One planet holds all the variety we know. EVERYTHING we know is limited to Earth.
Imagine how much MORE there is to the universe. Then imagine we're the pinnacle of nature's splendor. IT... It is just ridiculous. The idea there is no alien life is so arrogant.
You can say there's no proof alien are real.
Well, there's more proof they exist than that there isn't. After all, WE exist. We came to exist. Why Earth you might wonder. It could have been any different world. Well, back then it's not as if the universe was setting out to make Earth like it is. It was just following the laws of nature.
I wonder what life could exist in a gas giant. What life could exist on the moons of Saturn and Jupiter, in their oceans underneath the surface. We found water in the solar system. Meaning that water isn't unique to Earth.
In most instances where there is liquid water (Meaning we can't count the moon) there is an enviroment similar to what life here on Earth is used to. Where there is ice water, there is going to normally be traces of a time where liquid water was around. And on Mars there is. We just can't find life there now most likely.
To say there used to be life on Mars is likely. But because it is smaller, it died faster. Appearantly, fast enough that complex life never arose.
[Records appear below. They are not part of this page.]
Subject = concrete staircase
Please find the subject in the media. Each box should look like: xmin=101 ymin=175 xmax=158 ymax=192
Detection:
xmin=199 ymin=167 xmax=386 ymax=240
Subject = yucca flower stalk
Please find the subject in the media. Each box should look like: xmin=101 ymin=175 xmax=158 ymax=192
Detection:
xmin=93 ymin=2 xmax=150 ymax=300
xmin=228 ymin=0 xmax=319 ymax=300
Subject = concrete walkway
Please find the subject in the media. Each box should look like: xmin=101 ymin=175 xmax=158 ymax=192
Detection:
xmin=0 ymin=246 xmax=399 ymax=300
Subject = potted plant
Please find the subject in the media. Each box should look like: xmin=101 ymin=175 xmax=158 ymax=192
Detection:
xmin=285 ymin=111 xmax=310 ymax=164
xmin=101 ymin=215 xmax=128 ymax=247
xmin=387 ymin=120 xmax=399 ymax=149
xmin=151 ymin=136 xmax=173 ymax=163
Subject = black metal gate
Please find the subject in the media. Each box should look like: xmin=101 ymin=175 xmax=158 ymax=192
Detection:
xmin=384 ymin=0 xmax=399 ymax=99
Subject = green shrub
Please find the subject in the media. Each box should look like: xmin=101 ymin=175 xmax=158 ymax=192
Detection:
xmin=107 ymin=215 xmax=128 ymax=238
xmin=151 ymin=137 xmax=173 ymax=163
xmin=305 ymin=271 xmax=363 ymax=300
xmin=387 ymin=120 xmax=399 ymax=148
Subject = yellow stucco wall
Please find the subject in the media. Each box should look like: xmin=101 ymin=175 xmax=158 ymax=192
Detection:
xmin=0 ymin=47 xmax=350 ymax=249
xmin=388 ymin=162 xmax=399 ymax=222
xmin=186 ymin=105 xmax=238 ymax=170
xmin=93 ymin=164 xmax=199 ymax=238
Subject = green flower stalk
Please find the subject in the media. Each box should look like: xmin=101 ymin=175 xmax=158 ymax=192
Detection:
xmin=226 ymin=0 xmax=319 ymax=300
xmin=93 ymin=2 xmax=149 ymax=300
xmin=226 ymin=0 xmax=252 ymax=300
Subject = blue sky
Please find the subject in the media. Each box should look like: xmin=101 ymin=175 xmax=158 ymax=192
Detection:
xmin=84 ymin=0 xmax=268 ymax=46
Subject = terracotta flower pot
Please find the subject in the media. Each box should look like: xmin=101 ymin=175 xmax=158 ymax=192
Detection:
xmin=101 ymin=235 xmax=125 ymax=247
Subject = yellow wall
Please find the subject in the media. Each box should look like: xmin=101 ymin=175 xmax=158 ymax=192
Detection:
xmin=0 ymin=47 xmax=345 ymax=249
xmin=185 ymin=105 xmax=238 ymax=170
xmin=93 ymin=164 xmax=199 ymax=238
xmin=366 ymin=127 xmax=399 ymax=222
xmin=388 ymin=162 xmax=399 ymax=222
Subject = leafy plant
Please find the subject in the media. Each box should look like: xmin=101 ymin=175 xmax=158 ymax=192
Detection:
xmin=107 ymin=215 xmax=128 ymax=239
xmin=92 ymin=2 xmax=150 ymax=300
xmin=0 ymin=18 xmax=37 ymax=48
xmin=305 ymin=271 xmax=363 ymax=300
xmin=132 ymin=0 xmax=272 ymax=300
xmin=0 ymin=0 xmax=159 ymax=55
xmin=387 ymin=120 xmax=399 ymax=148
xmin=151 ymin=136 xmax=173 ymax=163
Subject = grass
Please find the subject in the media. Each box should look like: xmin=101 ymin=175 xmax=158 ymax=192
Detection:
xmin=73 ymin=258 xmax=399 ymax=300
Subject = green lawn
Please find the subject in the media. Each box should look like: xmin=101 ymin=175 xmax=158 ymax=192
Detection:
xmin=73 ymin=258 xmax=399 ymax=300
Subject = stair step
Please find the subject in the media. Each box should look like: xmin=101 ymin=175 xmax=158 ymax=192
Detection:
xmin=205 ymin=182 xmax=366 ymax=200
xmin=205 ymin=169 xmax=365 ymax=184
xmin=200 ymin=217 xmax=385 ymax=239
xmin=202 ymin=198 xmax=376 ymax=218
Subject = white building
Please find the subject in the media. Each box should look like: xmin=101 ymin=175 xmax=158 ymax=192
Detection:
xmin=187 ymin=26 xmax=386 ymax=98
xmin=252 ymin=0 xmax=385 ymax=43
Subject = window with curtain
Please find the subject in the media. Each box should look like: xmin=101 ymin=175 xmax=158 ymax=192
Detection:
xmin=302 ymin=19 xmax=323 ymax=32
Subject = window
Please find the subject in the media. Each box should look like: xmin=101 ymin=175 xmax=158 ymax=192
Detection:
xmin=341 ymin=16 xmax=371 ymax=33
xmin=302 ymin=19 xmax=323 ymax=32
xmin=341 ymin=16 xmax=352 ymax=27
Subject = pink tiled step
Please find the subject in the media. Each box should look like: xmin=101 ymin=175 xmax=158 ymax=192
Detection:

If we gave Mars an artificial magnetic field, and heated it up a bit on the surface... I say we'd be able to live there. So I'm sure you'd be able to find life there in the past, as bacteria.
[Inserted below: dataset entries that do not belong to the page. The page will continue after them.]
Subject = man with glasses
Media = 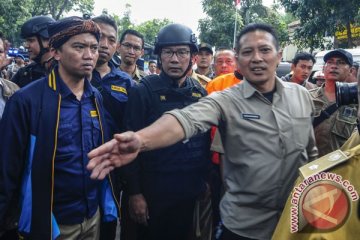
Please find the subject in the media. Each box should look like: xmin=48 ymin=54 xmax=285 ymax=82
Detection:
xmin=214 ymin=48 xmax=236 ymax=77
xmin=91 ymin=15 xmax=134 ymax=239
xmin=118 ymin=29 xmax=147 ymax=83
xmin=310 ymin=48 xmax=357 ymax=157
xmin=119 ymin=24 xmax=210 ymax=240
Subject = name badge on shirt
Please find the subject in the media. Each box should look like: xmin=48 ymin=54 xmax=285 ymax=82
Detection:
xmin=90 ymin=110 xmax=99 ymax=117
xmin=241 ymin=113 xmax=260 ymax=120
xmin=111 ymin=85 xmax=127 ymax=94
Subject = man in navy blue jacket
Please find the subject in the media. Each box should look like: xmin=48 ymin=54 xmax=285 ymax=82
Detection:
xmin=0 ymin=17 xmax=118 ymax=240
xmin=91 ymin=15 xmax=135 ymax=240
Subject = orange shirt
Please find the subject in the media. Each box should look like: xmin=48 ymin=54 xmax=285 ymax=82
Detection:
xmin=206 ymin=72 xmax=241 ymax=164
xmin=206 ymin=73 xmax=241 ymax=94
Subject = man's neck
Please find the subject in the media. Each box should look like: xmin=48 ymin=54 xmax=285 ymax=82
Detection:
xmin=59 ymin=66 xmax=85 ymax=101
xmin=95 ymin=62 xmax=111 ymax=78
xmin=324 ymin=80 xmax=336 ymax=102
xmin=290 ymin=76 xmax=306 ymax=85
xmin=197 ymin=67 xmax=210 ymax=75
xmin=120 ymin=63 xmax=136 ymax=76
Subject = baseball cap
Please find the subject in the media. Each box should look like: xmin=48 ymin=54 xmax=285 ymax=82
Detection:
xmin=324 ymin=48 xmax=353 ymax=66
xmin=15 ymin=54 xmax=25 ymax=61
xmin=198 ymin=43 xmax=214 ymax=54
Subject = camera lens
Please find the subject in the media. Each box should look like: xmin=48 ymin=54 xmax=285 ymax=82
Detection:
xmin=335 ymin=82 xmax=358 ymax=106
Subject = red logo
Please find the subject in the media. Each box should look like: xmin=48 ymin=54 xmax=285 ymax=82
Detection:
xmin=301 ymin=181 xmax=350 ymax=230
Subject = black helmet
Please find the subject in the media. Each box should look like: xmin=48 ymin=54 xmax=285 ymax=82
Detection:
xmin=154 ymin=23 xmax=198 ymax=54
xmin=21 ymin=16 xmax=55 ymax=39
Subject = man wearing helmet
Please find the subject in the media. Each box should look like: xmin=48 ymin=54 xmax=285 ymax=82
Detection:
xmin=124 ymin=24 xmax=210 ymax=240
xmin=11 ymin=16 xmax=55 ymax=87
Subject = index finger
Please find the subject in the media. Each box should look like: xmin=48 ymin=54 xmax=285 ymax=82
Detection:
xmin=88 ymin=139 xmax=117 ymax=160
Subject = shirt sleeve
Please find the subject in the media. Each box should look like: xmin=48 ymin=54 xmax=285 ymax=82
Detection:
xmin=210 ymin=129 xmax=225 ymax=154
xmin=306 ymin=92 xmax=319 ymax=162
xmin=166 ymin=93 xmax=223 ymax=139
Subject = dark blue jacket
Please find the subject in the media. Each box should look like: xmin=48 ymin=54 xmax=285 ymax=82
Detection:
xmin=91 ymin=62 xmax=135 ymax=134
xmin=124 ymin=74 xmax=210 ymax=200
xmin=0 ymin=70 xmax=118 ymax=240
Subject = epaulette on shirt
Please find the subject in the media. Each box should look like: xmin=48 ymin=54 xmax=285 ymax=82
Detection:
xmin=299 ymin=142 xmax=360 ymax=179
xmin=196 ymin=73 xmax=211 ymax=83
xmin=309 ymin=87 xmax=321 ymax=98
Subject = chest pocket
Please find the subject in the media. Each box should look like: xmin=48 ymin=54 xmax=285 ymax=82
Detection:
xmin=157 ymin=88 xmax=203 ymax=114
xmin=91 ymin=116 xmax=102 ymax=147
xmin=110 ymin=85 xmax=128 ymax=102
xmin=331 ymin=105 xmax=357 ymax=140
xmin=292 ymin=117 xmax=312 ymax=149
xmin=57 ymin=122 xmax=75 ymax=152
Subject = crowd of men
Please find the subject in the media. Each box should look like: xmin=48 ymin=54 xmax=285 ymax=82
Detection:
xmin=0 ymin=12 xmax=360 ymax=240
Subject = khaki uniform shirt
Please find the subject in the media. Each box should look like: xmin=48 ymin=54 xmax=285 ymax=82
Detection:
xmin=168 ymin=78 xmax=317 ymax=239
xmin=310 ymin=86 xmax=357 ymax=157
xmin=273 ymin=131 xmax=360 ymax=240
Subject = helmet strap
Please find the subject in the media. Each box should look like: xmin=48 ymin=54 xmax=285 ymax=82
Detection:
xmin=33 ymin=35 xmax=50 ymax=64
xmin=158 ymin=52 xmax=192 ymax=81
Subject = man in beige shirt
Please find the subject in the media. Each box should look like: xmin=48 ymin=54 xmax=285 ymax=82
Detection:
xmin=310 ymin=49 xmax=357 ymax=157
xmin=88 ymin=24 xmax=317 ymax=240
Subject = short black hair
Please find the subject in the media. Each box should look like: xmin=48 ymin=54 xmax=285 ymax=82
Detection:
xmin=92 ymin=14 xmax=118 ymax=35
xmin=292 ymin=52 xmax=316 ymax=66
xmin=119 ymin=29 xmax=145 ymax=48
xmin=353 ymin=62 xmax=359 ymax=70
xmin=235 ymin=23 xmax=280 ymax=53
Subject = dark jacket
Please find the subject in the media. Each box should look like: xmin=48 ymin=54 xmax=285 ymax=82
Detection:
xmin=0 ymin=70 xmax=117 ymax=240
xmin=124 ymin=74 xmax=210 ymax=200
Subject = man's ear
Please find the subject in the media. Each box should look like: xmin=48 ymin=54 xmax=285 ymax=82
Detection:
xmin=50 ymin=48 xmax=60 ymax=61
xmin=277 ymin=49 xmax=282 ymax=65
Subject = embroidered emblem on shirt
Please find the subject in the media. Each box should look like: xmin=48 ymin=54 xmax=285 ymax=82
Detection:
xmin=309 ymin=164 xmax=319 ymax=170
xmin=111 ymin=85 xmax=127 ymax=94
xmin=90 ymin=110 xmax=99 ymax=117
xmin=192 ymin=93 xmax=202 ymax=98
xmin=328 ymin=152 xmax=342 ymax=162
xmin=241 ymin=113 xmax=260 ymax=120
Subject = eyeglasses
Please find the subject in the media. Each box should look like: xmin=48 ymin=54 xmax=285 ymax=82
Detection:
xmin=325 ymin=60 xmax=348 ymax=67
xmin=121 ymin=43 xmax=142 ymax=52
xmin=161 ymin=49 xmax=190 ymax=58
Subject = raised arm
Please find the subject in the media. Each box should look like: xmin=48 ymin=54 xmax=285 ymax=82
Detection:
xmin=87 ymin=114 xmax=185 ymax=179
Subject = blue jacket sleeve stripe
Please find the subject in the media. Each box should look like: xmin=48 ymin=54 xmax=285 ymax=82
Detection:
xmin=19 ymin=135 xmax=36 ymax=233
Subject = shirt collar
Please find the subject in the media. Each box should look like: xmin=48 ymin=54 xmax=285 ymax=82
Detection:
xmin=55 ymin=67 xmax=94 ymax=98
xmin=242 ymin=77 xmax=287 ymax=98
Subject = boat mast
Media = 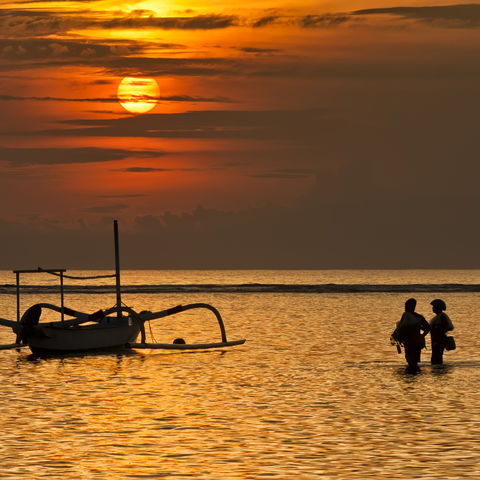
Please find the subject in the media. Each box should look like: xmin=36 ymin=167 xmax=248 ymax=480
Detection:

If in our solar system we most likely had past life on not just one planet, but two, and there MIGHT be life on a moon orbitting a gas giant...
The chances of life as we know it aren't that small in that mind set. Not every solar system, but there will most likely be a few.
Life as we don't know it will happen though. There will be things so alien we can barely see them as life at first. But they will be alive. Triple-helix life forms, Silicon-based life forms, maybe even beings so alien no one on Earth has imagined them yet. I mean, who could have imagined some of the things on Earth alone before they were found to exist? Some things on Earth look alien - life from another world will be even MORE alien.
There's an interesting exo-biology program called Snaiad, which is a joint-effort to create a fictional biosphere of alien life. It's very interesting, and the life proposed by it is nothing like Earth life. And there will probably be things even more alien than that I bet.